Por ahí escuché una frase que me ha venido a la mente con intermitencia por estos días: “era tan rico, tan rico, que sólo dinero tenía”. Les cuento.

Una de esas madrugadas de bohemia me aparecí por la mejor discoteca de Iquitos, o sea el Noa, en completo estado de tranquilidad y en la penumbra del local ubiqué a uno de esos empresarios que de día parece y de noche es, ustedes me entienden. Completamente ebrio, pues borrachos se llama a los que no tienen cuentas bancarias y fondos mutuos provenientes de la clandestinidad, me espetó una frase que aún hoy –varios años después- me suena en los tímpanos: “Jaime, con dolor te digo que una de las cosas que siempre me joderá es haber ganado mucho dinero pero haber perdido el cariño de mis hijos, el cariño de los hijos no se recupera jamás”. Escrita así puede que suene anecdótica pero es dramática. Y, más, refleja que esos personajes dedicados casi exclusivamente a recolectar dinero tienen los bolsillos llenos pero el alma tan vacía, pero tan vacía que sicológicamente son insalvables.

Y, claro, cuando uno está sumergido en un mundo donde la competencia se limita a comprar el auto más moderno que aparezca por las automotrices o, horror de horrores, estar pendiente de cuándo aparece la nueva tarjeta plateada o negra para adquirirla, llega a pensar que la vida es la acumulación de riqueza y propiedades y descuida los placeres elementales de la vida. Hay pobres que viven como ricos, hay ricos que viven como pobres. Y en esta aldea globalizada, donde con un drone virtual uno puede ingresar hasta el dormitorio de un poblador africano, lo cotidiano nos demuestra que la riqueza material sirve para escalar económica y socialmente pero produce un estancamiento del alma tan terrible como el que se grafica en el párrafo precedente.
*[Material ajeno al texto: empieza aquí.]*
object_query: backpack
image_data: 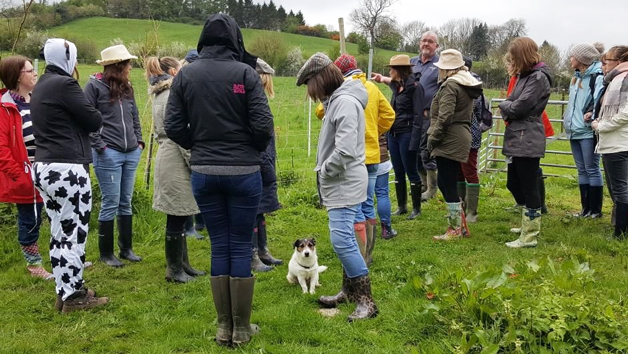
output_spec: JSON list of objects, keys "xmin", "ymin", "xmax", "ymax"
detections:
[{"xmin": 480, "ymin": 94, "xmax": 493, "ymax": 132}]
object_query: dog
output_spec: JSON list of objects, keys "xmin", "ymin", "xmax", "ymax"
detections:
[{"xmin": 286, "ymin": 238, "xmax": 327, "ymax": 295}]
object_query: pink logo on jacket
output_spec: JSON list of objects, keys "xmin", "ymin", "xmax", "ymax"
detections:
[{"xmin": 233, "ymin": 84, "xmax": 246, "ymax": 94}]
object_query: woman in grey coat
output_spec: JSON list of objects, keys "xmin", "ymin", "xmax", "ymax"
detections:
[
  {"xmin": 499, "ymin": 37, "xmax": 551, "ymax": 248},
  {"xmin": 144, "ymin": 57, "xmax": 205, "ymax": 283}
]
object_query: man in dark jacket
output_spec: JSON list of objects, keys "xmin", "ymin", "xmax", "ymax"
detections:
[{"xmin": 164, "ymin": 14, "xmax": 273, "ymax": 345}]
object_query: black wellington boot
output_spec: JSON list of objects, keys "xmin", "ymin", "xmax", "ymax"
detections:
[
  {"xmin": 98, "ymin": 220, "xmax": 124, "ymax": 268},
  {"xmin": 166, "ymin": 231, "xmax": 194, "ymax": 283},
  {"xmin": 118, "ymin": 215, "xmax": 142, "ymax": 262},
  {"xmin": 408, "ymin": 182, "xmax": 421, "ymax": 220}
]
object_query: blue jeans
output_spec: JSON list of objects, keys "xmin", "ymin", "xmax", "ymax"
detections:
[
  {"xmin": 569, "ymin": 138, "xmax": 603, "ymax": 187},
  {"xmin": 15, "ymin": 203, "xmax": 44, "ymax": 246},
  {"xmin": 375, "ymin": 173, "xmax": 390, "ymax": 225},
  {"xmin": 355, "ymin": 164, "xmax": 379, "ymax": 222},
  {"xmin": 388, "ymin": 132, "xmax": 421, "ymax": 183},
  {"xmin": 92, "ymin": 148, "xmax": 142, "ymax": 221},
  {"xmin": 327, "ymin": 204, "xmax": 369, "ymax": 278},
  {"xmin": 191, "ymin": 171, "xmax": 262, "ymax": 278}
]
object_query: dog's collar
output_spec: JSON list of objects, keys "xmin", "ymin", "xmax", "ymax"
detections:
[{"xmin": 297, "ymin": 262, "xmax": 313, "ymax": 269}]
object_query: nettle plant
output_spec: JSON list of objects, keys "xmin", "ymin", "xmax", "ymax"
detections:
[{"xmin": 412, "ymin": 258, "xmax": 628, "ymax": 353}]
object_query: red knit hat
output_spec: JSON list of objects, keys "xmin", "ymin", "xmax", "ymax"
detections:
[{"xmin": 334, "ymin": 54, "xmax": 358, "ymax": 75}]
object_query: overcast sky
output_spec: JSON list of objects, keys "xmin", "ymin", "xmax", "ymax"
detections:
[{"xmin": 273, "ymin": 0, "xmax": 628, "ymax": 50}]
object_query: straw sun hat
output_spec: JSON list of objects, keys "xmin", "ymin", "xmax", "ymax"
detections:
[
  {"xmin": 96, "ymin": 44, "xmax": 137, "ymax": 66},
  {"xmin": 384, "ymin": 54, "xmax": 414, "ymax": 66}
]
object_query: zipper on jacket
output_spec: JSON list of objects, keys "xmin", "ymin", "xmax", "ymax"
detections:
[{"xmin": 118, "ymin": 99, "xmax": 128, "ymax": 152}]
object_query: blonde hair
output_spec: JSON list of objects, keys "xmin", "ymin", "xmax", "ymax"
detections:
[
  {"xmin": 144, "ymin": 57, "xmax": 181, "ymax": 79},
  {"xmin": 259, "ymin": 73, "xmax": 275, "ymax": 98},
  {"xmin": 508, "ymin": 37, "xmax": 541, "ymax": 76}
]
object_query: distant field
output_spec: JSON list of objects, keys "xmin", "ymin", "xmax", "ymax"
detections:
[{"xmin": 49, "ymin": 17, "xmax": 412, "ymax": 58}]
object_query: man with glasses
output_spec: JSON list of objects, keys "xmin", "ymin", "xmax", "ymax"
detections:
[{"xmin": 410, "ymin": 31, "xmax": 438, "ymax": 201}]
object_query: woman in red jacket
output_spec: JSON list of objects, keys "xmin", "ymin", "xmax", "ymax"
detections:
[{"xmin": 0, "ymin": 55, "xmax": 53, "ymax": 280}]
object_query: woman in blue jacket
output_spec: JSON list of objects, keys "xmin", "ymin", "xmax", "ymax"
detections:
[
  {"xmin": 564, "ymin": 43, "xmax": 604, "ymax": 218},
  {"xmin": 85, "ymin": 44, "xmax": 144, "ymax": 267}
]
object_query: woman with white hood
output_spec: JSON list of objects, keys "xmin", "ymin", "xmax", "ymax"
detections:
[{"xmin": 31, "ymin": 38, "xmax": 108, "ymax": 313}]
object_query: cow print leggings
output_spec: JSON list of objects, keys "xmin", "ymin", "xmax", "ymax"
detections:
[{"xmin": 33, "ymin": 162, "xmax": 92, "ymax": 301}]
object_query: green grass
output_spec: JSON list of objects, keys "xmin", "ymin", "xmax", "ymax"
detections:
[
  {"xmin": 0, "ymin": 62, "xmax": 628, "ymax": 354},
  {"xmin": 50, "ymin": 17, "xmax": 399, "ymax": 62}
]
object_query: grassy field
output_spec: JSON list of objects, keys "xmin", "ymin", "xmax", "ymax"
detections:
[
  {"xmin": 45, "ymin": 17, "xmax": 408, "ymax": 63},
  {"xmin": 0, "ymin": 33, "xmax": 628, "ymax": 354}
]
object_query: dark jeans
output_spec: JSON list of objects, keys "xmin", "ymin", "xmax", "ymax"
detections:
[
  {"xmin": 191, "ymin": 171, "xmax": 262, "ymax": 278},
  {"xmin": 388, "ymin": 132, "xmax": 421, "ymax": 184},
  {"xmin": 436, "ymin": 156, "xmax": 460, "ymax": 203},
  {"xmin": 602, "ymin": 151, "xmax": 628, "ymax": 204},
  {"xmin": 15, "ymin": 203, "xmax": 44, "ymax": 246},
  {"xmin": 506, "ymin": 157, "xmax": 541, "ymax": 209}
]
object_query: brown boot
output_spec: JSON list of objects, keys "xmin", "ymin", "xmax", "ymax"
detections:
[
  {"xmin": 318, "ymin": 269, "xmax": 349, "ymax": 308},
  {"xmin": 61, "ymin": 288, "xmax": 109, "ymax": 313},
  {"xmin": 347, "ymin": 275, "xmax": 379, "ymax": 322},
  {"xmin": 55, "ymin": 289, "xmax": 96, "ymax": 312}
]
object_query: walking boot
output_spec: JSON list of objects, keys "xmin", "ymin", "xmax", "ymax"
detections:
[
  {"xmin": 98, "ymin": 220, "xmax": 124, "ymax": 268},
  {"xmin": 166, "ymin": 231, "xmax": 194, "ymax": 283},
  {"xmin": 419, "ymin": 169, "xmax": 427, "ymax": 194},
  {"xmin": 574, "ymin": 184, "xmax": 591, "ymax": 218},
  {"xmin": 55, "ymin": 285, "xmax": 96, "ymax": 312},
  {"xmin": 318, "ymin": 269, "xmax": 349, "ymax": 308},
  {"xmin": 61, "ymin": 288, "xmax": 109, "ymax": 313},
  {"xmin": 382, "ymin": 222, "xmax": 397, "ymax": 240},
  {"xmin": 506, "ymin": 208, "xmax": 541, "ymax": 248},
  {"xmin": 421, "ymin": 170, "xmax": 438, "ymax": 202},
  {"xmin": 392, "ymin": 177, "xmax": 408, "ymax": 215},
  {"xmin": 408, "ymin": 183, "xmax": 421, "ymax": 220},
  {"xmin": 185, "ymin": 215, "xmax": 205, "ymax": 240},
  {"xmin": 118, "ymin": 215, "xmax": 142, "ymax": 262},
  {"xmin": 251, "ymin": 248, "xmax": 273, "ymax": 273},
  {"xmin": 257, "ymin": 214, "xmax": 283, "ymax": 265},
  {"xmin": 465, "ymin": 183, "xmax": 480, "ymax": 223},
  {"xmin": 353, "ymin": 221, "xmax": 366, "ymax": 260},
  {"xmin": 194, "ymin": 213, "xmax": 205, "ymax": 232},
  {"xmin": 613, "ymin": 202, "xmax": 628, "ymax": 240},
  {"xmin": 229, "ymin": 277, "xmax": 259, "ymax": 345},
  {"xmin": 209, "ymin": 275, "xmax": 233, "ymax": 346},
  {"xmin": 588, "ymin": 186, "xmax": 604, "ymax": 219},
  {"xmin": 433, "ymin": 202, "xmax": 462, "ymax": 241},
  {"xmin": 538, "ymin": 168, "xmax": 547, "ymax": 214},
  {"xmin": 347, "ymin": 274, "xmax": 379, "ymax": 322},
  {"xmin": 364, "ymin": 219, "xmax": 377, "ymax": 266},
  {"xmin": 456, "ymin": 181, "xmax": 467, "ymax": 211},
  {"xmin": 181, "ymin": 237, "xmax": 205, "ymax": 277}
]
Como periodista he visto muchas cosas. Buenas y malas, colindando con lo terrible y traumático en ambos extremos. Pero la miseria humana que veo en esos que se computan ricos pero no tienen ni para entregar la propina a los que cuidan sus deslizadores –y encima los llaman yates- en el Club de Caza y Pesca y tienen que acoderar sus naves en puertos clandestinos regateando costos a costa de la seguridad no tiene parangón. O a esos miserables que se lustran los zapatos en casa por no gastar en los lustrines necesitados de chamba en las calles de Iquitos y, encima, deambulan con tarjetas de crédito vencidas y tienen que lavar sus autos en la avenida La Marina por unos soles menos ante la vista de quienes dicen inferiores. O a esos pordioseros de la fortuna –para tomar con cierta desviación el título de uno de los libros de Percy Vílchez Vela- que deambulan por las calles en busca de algo de cariño y no la encuentran ni en las obreras del amor –como se refiere a ellas el colega Héctor Tintaya- que se esconden por la Plaza de Armas de Iquitos y, ojo, no se esconden de las miradas inquisidoras de los parroquianos ambulantes sino de los que en toda ciudad en lugar de protegerlas las buscan para regatear sus servicios a cambio de indiferencia.

Qué vivan los ricos, que acumulen los millones de la alianza público/privada tan de moda. Pero en esa acumulación jamás tendrán momentos de cariño ni siquiera de los niños que ayudaron a traer al mundo.